No honestly, none of that. I've been keeping a close eye out for all of those "warning signs" and truly there is nothing of that sort. He leaves for work in his chef uniform and comes home in it....and after 12+ hours in a sweaty kitchen he does not smell fabulous when he gets home and that is still the case. If he is sneaking off for sex with someone after his shift then she must be wearing nose plugs.

I was less convinced about a sexual affair than I was about EA. I thought maybe someone had just caught his eye...but I don't want to be naive. Is there a chance to get him back from someone else or is that usually a done deal? Our marriage has really deteriorated the last little while and I take a lot of responsibility for that. I have been trying to change my ways, would that make a difference even with an OW in the picture in any capacity?


----------



## old timer (Nov 23, 2012)

*MrsG:*

Having been in the restaurant/bar/club business almost 30 years, I know the hours involved (especially in a start-up), so the hours he is working are not out of line.

If you're pretty sure there is no OW, his behavior could be partly due the stress of the start-up, and I also wouldn't discount what you mentioned earlier about coming home to screaming kids and a nagging wife after having put in 12 or more hours in a stress-filled environment. 

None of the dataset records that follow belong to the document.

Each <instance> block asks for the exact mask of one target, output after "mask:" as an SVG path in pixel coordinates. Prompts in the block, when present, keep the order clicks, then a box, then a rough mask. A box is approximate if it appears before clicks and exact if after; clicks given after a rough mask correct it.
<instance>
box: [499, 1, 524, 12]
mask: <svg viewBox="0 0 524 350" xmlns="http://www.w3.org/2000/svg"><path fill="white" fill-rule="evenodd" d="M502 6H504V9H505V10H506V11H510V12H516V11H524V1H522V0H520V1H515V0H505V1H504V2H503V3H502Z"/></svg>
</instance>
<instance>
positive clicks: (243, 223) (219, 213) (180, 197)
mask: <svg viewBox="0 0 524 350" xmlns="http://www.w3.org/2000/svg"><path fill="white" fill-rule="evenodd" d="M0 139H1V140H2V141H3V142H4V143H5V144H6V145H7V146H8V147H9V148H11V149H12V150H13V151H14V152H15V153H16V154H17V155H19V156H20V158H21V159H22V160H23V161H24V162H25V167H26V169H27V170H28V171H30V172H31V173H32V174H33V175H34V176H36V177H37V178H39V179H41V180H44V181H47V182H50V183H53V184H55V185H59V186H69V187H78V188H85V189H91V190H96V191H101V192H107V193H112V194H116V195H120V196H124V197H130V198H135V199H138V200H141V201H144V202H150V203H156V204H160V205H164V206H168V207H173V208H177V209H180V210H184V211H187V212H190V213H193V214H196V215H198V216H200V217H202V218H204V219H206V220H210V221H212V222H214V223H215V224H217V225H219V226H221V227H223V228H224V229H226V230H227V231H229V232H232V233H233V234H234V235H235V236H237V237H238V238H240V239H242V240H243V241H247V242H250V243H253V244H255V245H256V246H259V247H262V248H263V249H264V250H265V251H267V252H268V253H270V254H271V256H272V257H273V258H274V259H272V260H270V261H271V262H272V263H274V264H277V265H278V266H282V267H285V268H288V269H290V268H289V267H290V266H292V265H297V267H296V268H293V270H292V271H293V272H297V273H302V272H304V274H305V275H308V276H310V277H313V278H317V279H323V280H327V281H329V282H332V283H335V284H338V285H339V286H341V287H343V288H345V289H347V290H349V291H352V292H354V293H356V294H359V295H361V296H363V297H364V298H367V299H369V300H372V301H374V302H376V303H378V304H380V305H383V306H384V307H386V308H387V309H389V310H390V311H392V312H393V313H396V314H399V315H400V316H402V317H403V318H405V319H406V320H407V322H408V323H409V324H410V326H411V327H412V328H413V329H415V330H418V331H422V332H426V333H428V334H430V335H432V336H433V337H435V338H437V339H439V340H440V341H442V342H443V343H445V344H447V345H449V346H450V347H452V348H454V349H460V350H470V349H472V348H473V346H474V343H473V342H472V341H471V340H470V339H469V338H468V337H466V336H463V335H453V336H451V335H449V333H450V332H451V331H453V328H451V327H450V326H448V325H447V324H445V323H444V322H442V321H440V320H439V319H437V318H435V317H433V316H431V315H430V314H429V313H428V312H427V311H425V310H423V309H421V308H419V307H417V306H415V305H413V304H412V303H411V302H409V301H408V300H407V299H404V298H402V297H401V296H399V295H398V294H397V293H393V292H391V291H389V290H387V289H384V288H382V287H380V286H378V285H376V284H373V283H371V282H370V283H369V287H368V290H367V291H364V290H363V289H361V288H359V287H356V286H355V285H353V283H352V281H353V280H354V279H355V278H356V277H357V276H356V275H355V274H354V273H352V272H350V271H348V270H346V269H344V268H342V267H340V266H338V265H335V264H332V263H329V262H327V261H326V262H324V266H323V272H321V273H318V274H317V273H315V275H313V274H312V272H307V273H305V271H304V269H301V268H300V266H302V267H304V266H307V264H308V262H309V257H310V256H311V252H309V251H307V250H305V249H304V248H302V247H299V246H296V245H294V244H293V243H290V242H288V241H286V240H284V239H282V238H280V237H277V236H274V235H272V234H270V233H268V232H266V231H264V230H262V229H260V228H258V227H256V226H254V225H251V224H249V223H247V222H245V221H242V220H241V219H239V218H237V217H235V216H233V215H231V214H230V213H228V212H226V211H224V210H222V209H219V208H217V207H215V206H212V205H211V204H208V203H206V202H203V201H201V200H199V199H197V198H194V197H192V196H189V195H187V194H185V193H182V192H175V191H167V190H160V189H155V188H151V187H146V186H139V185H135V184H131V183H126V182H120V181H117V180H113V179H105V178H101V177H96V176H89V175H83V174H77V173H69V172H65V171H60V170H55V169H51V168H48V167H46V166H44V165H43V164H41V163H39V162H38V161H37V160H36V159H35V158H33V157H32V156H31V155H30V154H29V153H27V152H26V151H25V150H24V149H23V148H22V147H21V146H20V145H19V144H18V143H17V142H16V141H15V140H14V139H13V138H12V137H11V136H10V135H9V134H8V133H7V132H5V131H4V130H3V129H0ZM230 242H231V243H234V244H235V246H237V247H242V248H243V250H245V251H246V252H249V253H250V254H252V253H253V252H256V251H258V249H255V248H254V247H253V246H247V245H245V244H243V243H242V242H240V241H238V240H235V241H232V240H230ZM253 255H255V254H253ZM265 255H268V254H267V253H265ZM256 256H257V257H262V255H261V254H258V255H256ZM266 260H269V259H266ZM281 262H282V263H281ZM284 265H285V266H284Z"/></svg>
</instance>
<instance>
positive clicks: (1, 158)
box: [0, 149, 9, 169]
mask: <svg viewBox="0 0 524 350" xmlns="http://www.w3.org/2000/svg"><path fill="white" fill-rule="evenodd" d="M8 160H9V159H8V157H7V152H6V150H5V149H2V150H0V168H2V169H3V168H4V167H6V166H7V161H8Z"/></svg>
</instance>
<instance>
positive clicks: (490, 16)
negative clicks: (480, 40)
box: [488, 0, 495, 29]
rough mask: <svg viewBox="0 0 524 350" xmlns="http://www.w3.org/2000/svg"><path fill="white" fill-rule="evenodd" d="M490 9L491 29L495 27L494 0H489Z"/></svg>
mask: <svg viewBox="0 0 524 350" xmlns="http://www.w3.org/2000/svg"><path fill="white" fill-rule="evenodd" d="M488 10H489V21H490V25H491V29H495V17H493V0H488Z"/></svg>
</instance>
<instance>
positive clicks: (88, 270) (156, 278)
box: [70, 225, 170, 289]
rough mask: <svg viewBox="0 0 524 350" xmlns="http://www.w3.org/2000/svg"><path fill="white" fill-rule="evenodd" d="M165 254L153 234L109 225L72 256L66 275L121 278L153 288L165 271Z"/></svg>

Since you've initiated a soft 180, I can see that could be prompting him to reach out to you. You know, it is human nature to want something we can't have. Your distancing yourself from him could be making him think twice about actually leaving and losing you.

You two need to have some serious, heart to heart discussions before one or both of you get bitter and do or say something you'll regret. Appears he is not going to initiate, so you're gonna have to do it. It's tough stuff, but you want, need, and deserve answers. So get cracking.


----------



## MrsG84 (Feb 14, 2013)

Thank you, I am hopeful you are right. I am trying to be realistic about an affair but I was warned two months ago by one of the VIPs for the restaurant corporation that starting in January I would probably never see my husband for a while-- so I should probably stop stressing about the hours he is working as a sign of an OW. That's probably not the most concrete evidence. And he has mentioned multiple times that he is feeling a lot of pressure to succeed at this job. In the 9 years we gave been together it is the best position with the best pay he has had, I understand the stress he must be under.

I am seeing a counsellor who also suggested a heart-to-heart with my H.


----------